Right forgiveness does not mean to condone; and, with this in mind we can acknowledge with gratitude the work being done within The Office of the United Nations High Commissioner for Human Rights (OHCHR), where it is clearly stipulated that the objective of justice is not “judgment.”  In Alice A. Bailey’s book “From Bethlehem to Calvary” (p. 216), she writes, “Justice can be forgiveness when the facts of the case are rightly understood and in the demand of the crucified Saviour we have the recognition of the Law of Justice and not that of retribution, in which the whole world stands aghast.”  She also states that forgiveness as the ultimate sacrifice is “the very essence of life itself” and that “forgiveness is the result of life.” (p. 215)  These are hard truths for the western mind to grasp; however, as we move through forgiveness, we are paving the way for the indwelling Christ—the indwelling Love-Wisdom of the Soul to manifest.

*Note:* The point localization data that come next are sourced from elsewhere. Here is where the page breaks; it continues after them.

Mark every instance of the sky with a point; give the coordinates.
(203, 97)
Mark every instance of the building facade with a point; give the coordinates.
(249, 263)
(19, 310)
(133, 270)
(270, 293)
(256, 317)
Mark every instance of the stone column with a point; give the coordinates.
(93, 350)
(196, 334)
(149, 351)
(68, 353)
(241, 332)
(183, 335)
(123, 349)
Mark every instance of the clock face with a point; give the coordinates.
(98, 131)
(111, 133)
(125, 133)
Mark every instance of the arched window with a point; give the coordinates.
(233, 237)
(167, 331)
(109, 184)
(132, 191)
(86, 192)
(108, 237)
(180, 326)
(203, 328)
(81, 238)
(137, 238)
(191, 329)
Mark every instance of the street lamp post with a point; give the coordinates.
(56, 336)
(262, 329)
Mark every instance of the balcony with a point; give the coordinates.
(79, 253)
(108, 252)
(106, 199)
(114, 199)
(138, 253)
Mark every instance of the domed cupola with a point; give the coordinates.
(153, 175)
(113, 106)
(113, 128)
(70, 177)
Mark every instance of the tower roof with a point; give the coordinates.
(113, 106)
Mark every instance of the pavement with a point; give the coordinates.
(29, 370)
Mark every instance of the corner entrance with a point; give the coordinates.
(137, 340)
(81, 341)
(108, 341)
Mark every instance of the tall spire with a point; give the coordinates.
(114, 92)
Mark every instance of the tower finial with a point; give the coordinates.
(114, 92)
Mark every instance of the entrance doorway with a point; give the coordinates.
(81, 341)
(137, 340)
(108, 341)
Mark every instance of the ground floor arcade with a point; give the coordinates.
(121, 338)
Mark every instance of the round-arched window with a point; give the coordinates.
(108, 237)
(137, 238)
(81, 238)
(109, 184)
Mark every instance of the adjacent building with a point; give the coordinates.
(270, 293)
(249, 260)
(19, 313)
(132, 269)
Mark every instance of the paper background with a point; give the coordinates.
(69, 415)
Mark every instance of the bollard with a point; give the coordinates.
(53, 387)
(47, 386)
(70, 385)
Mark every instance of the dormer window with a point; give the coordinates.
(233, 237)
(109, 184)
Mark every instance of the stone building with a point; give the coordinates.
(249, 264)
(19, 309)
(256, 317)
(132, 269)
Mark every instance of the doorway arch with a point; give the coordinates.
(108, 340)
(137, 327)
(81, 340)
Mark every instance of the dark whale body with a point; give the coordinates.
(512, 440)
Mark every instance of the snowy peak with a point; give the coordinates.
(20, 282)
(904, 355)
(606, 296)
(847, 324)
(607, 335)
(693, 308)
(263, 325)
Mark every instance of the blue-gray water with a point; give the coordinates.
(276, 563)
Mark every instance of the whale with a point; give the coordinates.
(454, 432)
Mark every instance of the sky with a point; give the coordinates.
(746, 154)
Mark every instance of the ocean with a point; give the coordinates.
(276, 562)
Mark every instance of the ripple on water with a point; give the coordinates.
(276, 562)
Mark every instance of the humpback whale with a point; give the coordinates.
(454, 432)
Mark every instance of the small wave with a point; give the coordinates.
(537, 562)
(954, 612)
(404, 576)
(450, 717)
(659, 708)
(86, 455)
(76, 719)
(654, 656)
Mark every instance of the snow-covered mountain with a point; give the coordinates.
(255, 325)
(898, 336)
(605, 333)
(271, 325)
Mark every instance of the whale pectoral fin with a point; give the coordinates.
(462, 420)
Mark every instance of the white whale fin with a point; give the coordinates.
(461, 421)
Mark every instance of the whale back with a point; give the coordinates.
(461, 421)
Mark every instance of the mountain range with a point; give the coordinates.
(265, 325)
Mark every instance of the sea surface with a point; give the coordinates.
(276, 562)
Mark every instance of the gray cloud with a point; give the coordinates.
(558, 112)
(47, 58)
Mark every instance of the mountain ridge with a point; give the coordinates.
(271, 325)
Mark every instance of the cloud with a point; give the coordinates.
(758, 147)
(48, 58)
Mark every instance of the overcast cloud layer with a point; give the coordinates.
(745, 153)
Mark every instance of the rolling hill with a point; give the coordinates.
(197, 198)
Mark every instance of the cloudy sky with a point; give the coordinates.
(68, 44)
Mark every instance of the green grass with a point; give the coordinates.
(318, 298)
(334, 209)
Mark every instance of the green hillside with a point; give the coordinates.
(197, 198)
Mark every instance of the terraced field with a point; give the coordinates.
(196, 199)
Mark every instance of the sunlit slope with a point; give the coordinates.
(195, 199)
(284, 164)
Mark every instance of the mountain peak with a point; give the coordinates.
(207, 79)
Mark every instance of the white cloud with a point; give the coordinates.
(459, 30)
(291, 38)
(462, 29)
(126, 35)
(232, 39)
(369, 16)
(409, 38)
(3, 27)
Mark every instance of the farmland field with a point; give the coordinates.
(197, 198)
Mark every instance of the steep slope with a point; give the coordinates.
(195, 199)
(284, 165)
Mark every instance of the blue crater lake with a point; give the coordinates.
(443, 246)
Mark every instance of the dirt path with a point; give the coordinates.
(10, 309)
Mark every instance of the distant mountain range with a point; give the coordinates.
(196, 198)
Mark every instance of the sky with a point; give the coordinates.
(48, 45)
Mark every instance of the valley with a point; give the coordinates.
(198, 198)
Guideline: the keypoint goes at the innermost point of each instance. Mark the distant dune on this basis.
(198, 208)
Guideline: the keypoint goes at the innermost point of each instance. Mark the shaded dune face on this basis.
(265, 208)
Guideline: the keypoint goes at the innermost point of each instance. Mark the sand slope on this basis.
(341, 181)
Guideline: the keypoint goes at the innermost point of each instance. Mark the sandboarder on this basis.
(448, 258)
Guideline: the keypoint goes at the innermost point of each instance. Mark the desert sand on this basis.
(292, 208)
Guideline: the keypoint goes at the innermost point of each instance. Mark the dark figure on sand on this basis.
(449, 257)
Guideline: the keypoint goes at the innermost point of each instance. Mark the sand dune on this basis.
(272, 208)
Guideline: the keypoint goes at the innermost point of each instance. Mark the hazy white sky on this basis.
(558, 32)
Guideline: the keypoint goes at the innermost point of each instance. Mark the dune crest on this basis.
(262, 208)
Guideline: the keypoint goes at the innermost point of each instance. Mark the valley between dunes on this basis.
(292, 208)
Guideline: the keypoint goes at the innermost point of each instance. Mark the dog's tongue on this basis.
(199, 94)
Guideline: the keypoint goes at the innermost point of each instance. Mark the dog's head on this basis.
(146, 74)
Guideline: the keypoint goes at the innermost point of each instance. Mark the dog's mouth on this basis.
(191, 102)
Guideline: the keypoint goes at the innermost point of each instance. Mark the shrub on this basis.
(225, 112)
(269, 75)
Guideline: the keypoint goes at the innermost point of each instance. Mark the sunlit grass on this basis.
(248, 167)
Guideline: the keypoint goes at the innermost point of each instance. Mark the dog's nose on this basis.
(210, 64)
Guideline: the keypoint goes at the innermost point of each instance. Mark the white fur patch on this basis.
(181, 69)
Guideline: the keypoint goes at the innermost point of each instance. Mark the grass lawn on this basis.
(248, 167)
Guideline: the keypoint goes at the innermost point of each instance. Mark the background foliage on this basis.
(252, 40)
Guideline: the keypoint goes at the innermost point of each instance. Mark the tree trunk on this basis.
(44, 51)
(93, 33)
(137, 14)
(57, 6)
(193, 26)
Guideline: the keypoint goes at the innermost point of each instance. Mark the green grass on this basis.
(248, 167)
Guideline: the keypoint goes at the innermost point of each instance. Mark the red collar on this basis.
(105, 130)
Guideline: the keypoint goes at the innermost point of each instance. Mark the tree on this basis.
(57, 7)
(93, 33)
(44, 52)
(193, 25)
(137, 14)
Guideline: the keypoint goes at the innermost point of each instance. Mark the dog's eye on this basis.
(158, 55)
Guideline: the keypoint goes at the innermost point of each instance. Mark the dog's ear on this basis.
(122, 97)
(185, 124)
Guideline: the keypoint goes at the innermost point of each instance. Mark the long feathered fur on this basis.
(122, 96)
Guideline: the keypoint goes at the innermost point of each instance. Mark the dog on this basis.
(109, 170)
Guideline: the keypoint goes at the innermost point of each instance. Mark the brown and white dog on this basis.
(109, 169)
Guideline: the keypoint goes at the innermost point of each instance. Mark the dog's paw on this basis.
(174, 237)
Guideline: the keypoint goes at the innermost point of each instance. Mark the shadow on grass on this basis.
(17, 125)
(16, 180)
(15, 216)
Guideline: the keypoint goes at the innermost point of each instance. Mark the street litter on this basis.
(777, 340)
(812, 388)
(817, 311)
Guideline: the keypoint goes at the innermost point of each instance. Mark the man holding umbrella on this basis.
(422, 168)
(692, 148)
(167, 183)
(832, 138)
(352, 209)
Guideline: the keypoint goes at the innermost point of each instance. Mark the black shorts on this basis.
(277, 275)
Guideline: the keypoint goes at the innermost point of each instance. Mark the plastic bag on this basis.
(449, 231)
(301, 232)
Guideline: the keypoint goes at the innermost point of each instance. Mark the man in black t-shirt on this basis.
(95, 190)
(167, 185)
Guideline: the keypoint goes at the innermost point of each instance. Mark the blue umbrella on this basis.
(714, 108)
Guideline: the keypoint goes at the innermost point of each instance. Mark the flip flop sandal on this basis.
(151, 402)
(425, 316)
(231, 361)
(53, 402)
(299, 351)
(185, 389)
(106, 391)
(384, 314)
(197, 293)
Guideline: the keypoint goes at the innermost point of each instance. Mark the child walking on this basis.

In his book The Wisdom of Forgiveness co-authored with Victor Chan, H. H. The Dalai Lama writes that to him the reality of life is like Indra’s Net of Ancient Mythology. The universe is looked upon as one enormous net of interconnected strands. At each juncture there is a diamond that reflects and has an effect on all the other diamonds. Nothing exists independently.  Therefore, love, forgiveness and compassion must be cultivated.

The International Institute for Democracy and Electoral Assistance (IDEA) published The United Nations Reconciliation after Violent Conflict Handbook in 2003. The foreword had this to say: “There is no handy roadmap for reconciliation. There is no shortcut or simple prescription for healing the wounds and divisions of a society in the aftermath of sustained violence. Creating trust and understanding between former enemies is a supremely difficult challenge. It is, however, an essential one to address in the process of building a lasting peace.  Examining the painful past, acknowledging it, and understanding it and above all transcending it together, is the best way to guarantee it does not—and cannot—happen again.”

As in the words of the great Initiate St. Paul, “Forgetting the things of the past; press forward.”  The healing art of forgiveness and reconciliation allows us to do this and to “Restore the Plan on Earth.” 


1 Master Djwhal Khul in The Externalisation of the Hierarchy by Alice A. Bailey, Copyright Renewed © 1985 by Lucis Trust, p. 165.
2 Aum, par. 47 Agni Yoga Society, NY.
From Bethlehem to Calvary by Alice A. Bailey,  Copyright Renewed © 1965 by Lucis Trust, pp 215-216.
4 The Wisdom of Forgiveness by H. H. The Dalai Lama and Victor Chan, Riverhead Trade, 2005, p 108.